I understand her choices and am closer to my mother now than ever before. I would like to believe that I have assimilated the best from both my parents.The experience taught me to approach life with a new understanding. I learnt to commit to each moment.

It taught me the whimsical nature of life, and that what really enriches it are love, joy and laughter. Nature is capricious and time is not about getting ahead, societal expectations, self involvement and circumstance but about redeeming yourself by not taking yourself very seriously. It taught me about the resilience of the human spirit, the unchanging nature of change and also that transcending tragedy is all about enduring it. I rediscovered my confidence and have the conviction that I can overcome any obstacle that comes my way.

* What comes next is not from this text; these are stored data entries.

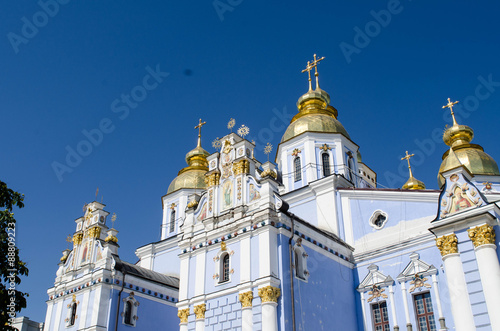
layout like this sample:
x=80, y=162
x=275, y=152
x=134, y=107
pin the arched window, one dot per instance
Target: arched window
x=225, y=268
x=172, y=221
x=297, y=169
x=128, y=313
x=72, y=317
x=325, y=157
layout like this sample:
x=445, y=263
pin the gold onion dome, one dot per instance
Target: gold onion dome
x=472, y=156
x=315, y=115
x=192, y=176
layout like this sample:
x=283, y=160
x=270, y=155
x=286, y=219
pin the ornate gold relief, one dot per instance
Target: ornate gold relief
x=183, y=315
x=77, y=238
x=212, y=179
x=268, y=172
x=246, y=299
x=447, y=244
x=482, y=235
x=240, y=167
x=199, y=311
x=269, y=294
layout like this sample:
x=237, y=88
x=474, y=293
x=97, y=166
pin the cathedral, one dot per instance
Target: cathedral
x=307, y=242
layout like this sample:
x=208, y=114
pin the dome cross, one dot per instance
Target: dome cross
x=450, y=105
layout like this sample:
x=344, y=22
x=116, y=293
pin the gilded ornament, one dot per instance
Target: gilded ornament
x=482, y=235
x=418, y=281
x=325, y=147
x=268, y=172
x=199, y=311
x=230, y=124
x=246, y=299
x=376, y=292
x=183, y=315
x=269, y=294
x=243, y=131
x=447, y=244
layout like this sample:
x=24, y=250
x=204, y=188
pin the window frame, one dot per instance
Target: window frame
x=426, y=313
x=325, y=166
x=297, y=169
x=383, y=322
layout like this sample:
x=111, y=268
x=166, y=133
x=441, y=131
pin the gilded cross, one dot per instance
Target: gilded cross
x=450, y=105
x=407, y=157
x=199, y=127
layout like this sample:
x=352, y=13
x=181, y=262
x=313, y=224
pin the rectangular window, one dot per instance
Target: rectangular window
x=380, y=317
x=423, y=311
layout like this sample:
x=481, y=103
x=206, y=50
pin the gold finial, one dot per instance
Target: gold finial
x=308, y=69
x=243, y=131
x=267, y=150
x=230, y=124
x=217, y=144
x=450, y=105
x=200, y=124
x=113, y=220
x=407, y=157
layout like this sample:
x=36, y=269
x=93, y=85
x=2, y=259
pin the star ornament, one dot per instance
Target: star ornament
x=243, y=131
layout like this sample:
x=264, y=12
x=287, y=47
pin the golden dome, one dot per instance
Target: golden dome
x=315, y=115
x=192, y=176
x=472, y=156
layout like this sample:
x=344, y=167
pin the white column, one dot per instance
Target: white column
x=459, y=297
x=438, y=303
x=247, y=319
x=269, y=316
x=269, y=302
x=489, y=270
x=405, y=304
x=393, y=307
x=363, y=310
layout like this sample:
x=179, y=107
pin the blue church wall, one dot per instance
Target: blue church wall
x=326, y=299
x=362, y=210
x=152, y=315
x=213, y=285
x=167, y=261
x=223, y=313
x=306, y=210
x=392, y=265
x=473, y=280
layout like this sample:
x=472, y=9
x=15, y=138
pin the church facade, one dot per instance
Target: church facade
x=306, y=243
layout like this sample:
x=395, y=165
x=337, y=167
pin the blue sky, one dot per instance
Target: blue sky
x=389, y=68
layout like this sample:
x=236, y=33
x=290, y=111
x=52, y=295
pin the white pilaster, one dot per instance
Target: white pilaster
x=269, y=316
x=247, y=319
x=199, y=287
x=405, y=304
x=393, y=307
x=459, y=297
x=363, y=310
x=489, y=271
x=438, y=302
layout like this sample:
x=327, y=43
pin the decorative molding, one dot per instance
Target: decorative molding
x=482, y=235
x=183, y=315
x=246, y=299
x=269, y=294
x=199, y=311
x=447, y=244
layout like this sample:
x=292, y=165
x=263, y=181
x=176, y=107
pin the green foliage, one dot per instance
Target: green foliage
x=11, y=267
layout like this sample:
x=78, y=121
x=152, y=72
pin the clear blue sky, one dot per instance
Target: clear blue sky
x=245, y=62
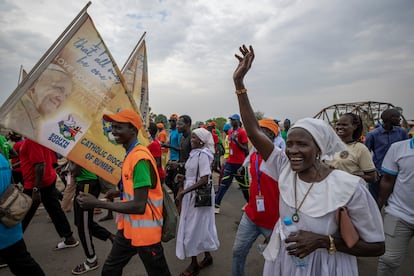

I realized the value of friendships, of how love can heal when you are clinging to life by a very slender, tenuous thread. I learnt that there is no healing, because how can one fill up the vacuum caused by the death of someone so loved? But you learn to build a new life around it and embrace laughter once more. I still treasure my memories and cherish the times spent with him and am thankful for the many good times. Not even time can snatch those away.

In many ways, living after a death is a life affirming journey.